Capitol Rioter Who Joined White Supremacist Prison Gang Sentenced to Time Served

A man convicted of attempted murder who joined a white supremacist prison gang and then later took part in the Trumpian attempt to overthrow the government was allowed on Monday to plead guilty to a misdemeanor charge related to the January 6th riot in the U.S. Capitol.

Michael Curzio, 35, was sentenced to six months in jail with credit for time served on all but two days of that sentence. The Florida man was arrested after refusing Capitol Police orders to leave the building during the riot and was taken into federal custody on January 14th. He was formally charged on January 15th with four misdemeanor counts: Entering a restricted building; disorderly and disruptive conduct in a restricted building; violent entry in the Capitol Building; and parading or demonstrating in the Capitol Building. He will be released from jail on Wednesday because due to his prior criminal record, he’s remained in lockup since his initial arrest.

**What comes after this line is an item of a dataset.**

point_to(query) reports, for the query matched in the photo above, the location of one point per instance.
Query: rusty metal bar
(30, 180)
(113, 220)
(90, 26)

WASHINGTON, DC – JANUARY 06: A pro-Trump mob enter the Capitol Building after breaking into it on January 6, 2021, in Washington, DC. A pro-Trump mob stormed the Capitol, breaking windows and clashing with police officers. Trump supporters gathered in the nation’s capital today to protest the ratification of President-elect Joe Biden’s Electoral College victory over President Trump in the 2020 election. (Photo by Jon Cherry/Getty Images)

Curzio and a second defendant, Thomas Gallagher, had agreed to plead guilty to one count of parading, demonstrating, or picketing in a Capitol building. That crime carries a maximum sentence of six months in prison, and since he had already been in custody for nearly the full sentence, Judge Carl Nichols ordered for him to be released on Wednesday.



During an appearance in court on Monday, Curzio admitted to the misdemeanor. “I did parade, demonstrate, picket. You have that on video. I’m not going to deny it. I accept responsibility for my actions, and I want to thank you for being fair,” Curzio said to the judge.